Então, sem nenhum vizinho próximo por quase dois quilômetros, próxima a uma cidade de apenas 13 mil habitantes onde todo mundo se conhece pelo nome, com um computador velho conectado à internet mas que quase não usa, a pobre senhora Vogelman e seus inquilinos se viram como o endereço “oficial” de 620 milhões de IPs.

Por anos, tiveram que explicar que não estavam envolvidos em fraudes, em envio de spam, em tráfico de drogas, em sonegação fiscal, em tentativas de suicídio e todo o o tipo de atividade ilegal que alguém em algum lugar realizou usando um endereço IP que a MaxMind não conseguia localizar. Um dos inquilinos teve sua vida totalmente esmiuçada e teve dados privados postados na internet por vigilantes digitais que queriam vingança por algo que não fizeram. Alguém largou uma privada quebrada no caminho da fazenda.

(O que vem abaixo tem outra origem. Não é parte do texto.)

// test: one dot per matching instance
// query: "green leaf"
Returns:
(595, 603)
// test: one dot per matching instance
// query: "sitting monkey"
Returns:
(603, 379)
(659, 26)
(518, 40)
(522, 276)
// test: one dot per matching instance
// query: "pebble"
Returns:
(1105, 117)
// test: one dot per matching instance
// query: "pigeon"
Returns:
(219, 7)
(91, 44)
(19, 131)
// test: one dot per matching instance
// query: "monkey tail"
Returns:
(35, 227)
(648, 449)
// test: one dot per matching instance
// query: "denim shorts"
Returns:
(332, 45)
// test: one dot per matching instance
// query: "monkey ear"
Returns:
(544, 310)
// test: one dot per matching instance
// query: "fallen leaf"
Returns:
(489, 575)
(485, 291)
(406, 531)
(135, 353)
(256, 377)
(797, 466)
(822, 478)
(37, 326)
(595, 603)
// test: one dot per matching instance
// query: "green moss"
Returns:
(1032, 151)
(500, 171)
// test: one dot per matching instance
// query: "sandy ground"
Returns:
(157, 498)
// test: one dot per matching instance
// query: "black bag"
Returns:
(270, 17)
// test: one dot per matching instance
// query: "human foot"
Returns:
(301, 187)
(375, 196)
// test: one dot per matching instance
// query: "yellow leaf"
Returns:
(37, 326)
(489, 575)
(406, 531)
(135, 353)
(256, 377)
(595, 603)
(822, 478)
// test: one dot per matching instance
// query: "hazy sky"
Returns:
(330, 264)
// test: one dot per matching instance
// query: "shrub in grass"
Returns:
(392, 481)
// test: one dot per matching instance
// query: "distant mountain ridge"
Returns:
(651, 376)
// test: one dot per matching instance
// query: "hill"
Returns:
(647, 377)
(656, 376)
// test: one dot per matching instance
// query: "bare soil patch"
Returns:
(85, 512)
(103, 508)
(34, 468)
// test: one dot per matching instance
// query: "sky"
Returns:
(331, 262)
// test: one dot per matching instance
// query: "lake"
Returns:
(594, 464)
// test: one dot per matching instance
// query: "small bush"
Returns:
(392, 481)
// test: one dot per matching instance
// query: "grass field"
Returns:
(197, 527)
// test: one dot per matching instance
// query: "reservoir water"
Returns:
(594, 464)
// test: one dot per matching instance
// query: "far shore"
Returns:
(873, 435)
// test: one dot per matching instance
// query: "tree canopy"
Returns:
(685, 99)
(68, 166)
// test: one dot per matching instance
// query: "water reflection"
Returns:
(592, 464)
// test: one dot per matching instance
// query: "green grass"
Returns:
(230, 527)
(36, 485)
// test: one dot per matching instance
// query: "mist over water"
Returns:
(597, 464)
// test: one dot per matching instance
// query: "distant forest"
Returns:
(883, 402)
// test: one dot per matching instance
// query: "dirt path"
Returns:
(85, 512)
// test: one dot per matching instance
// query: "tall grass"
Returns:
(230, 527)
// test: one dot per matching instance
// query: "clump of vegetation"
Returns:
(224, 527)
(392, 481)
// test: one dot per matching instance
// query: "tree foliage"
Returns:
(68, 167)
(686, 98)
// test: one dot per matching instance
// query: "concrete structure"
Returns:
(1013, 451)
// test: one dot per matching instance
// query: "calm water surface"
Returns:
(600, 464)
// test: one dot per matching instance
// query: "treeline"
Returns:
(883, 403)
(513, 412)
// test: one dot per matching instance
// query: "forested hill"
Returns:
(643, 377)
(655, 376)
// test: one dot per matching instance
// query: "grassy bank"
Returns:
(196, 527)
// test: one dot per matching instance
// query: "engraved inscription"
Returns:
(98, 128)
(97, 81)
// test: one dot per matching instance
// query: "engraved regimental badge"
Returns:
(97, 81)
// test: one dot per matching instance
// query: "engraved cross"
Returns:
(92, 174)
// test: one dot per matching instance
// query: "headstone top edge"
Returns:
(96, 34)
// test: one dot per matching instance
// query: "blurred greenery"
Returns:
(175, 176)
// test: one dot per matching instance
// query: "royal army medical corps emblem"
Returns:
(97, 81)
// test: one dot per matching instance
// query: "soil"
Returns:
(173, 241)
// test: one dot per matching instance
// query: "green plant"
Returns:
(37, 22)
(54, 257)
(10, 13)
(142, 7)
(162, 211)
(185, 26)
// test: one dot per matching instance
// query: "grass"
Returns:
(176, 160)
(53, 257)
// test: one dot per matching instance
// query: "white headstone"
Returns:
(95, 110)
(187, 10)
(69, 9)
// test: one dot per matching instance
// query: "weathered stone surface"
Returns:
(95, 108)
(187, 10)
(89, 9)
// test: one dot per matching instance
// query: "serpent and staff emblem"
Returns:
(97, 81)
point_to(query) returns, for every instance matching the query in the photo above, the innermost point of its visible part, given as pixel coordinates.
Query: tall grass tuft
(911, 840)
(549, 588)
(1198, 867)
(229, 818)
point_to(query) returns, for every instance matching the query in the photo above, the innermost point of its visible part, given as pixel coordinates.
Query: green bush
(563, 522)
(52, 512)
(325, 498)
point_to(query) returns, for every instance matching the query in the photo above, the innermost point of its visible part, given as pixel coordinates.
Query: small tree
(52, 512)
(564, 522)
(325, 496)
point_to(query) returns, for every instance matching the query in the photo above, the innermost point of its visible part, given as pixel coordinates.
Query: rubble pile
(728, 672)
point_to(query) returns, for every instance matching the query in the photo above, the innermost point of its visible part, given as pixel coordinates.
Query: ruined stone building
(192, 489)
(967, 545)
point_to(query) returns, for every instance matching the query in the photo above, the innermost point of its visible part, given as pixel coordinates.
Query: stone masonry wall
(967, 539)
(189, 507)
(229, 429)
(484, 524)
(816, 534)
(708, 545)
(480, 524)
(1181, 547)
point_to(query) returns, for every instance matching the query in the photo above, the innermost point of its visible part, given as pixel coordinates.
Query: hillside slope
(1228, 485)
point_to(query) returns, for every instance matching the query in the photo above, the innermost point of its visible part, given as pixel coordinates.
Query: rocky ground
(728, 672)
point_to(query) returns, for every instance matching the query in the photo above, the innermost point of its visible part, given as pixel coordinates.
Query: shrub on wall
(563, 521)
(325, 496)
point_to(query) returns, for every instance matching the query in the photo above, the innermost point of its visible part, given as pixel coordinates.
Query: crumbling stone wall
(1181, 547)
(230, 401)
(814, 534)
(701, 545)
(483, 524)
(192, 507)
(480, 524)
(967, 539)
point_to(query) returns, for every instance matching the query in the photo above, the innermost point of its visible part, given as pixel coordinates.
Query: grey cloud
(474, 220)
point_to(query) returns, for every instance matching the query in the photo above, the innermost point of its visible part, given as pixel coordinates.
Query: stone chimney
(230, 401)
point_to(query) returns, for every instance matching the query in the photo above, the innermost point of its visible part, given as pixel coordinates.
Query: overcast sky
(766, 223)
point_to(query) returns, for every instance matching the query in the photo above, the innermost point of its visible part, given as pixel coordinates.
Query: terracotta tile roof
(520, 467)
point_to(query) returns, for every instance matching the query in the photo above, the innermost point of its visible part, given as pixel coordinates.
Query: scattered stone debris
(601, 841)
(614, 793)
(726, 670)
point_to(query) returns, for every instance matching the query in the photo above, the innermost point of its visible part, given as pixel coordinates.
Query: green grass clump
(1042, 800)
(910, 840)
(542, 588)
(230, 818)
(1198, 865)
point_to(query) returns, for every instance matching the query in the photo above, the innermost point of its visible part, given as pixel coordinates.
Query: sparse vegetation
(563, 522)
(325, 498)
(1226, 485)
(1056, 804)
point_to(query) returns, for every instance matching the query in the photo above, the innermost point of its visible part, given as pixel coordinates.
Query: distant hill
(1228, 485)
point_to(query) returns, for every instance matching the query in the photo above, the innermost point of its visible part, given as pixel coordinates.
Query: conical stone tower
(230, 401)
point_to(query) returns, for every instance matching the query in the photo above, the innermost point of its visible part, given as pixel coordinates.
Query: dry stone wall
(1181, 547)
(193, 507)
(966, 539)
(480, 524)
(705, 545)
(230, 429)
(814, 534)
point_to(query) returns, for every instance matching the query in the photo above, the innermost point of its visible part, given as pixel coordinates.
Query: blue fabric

A situação chegou a um ponto que a polícia do condado não tinha mais nada para fazer a não ser responder às polícias do Kansas e do FBI que não havia nada de errado na fazenda, que não havia crianças desaparecidas lá ou celulares roubados. O xerife chegou a colocar uma placa na estrada para afastar os desavisados. Não adiantou. Era inevitável: alguém era prejudicado por outra pessoa, utilizava os serviços de algum dos clientes da MaxMind, como o Facebook, ou o Google, “descobria” o endereço físico que poderia ser a resposta para seus problemas e dirigia-se para lá para resolver o assunto. “Aquela pobre mulher vem sendo incomodada por anos”, desabafou o xerife Kelly Herzet.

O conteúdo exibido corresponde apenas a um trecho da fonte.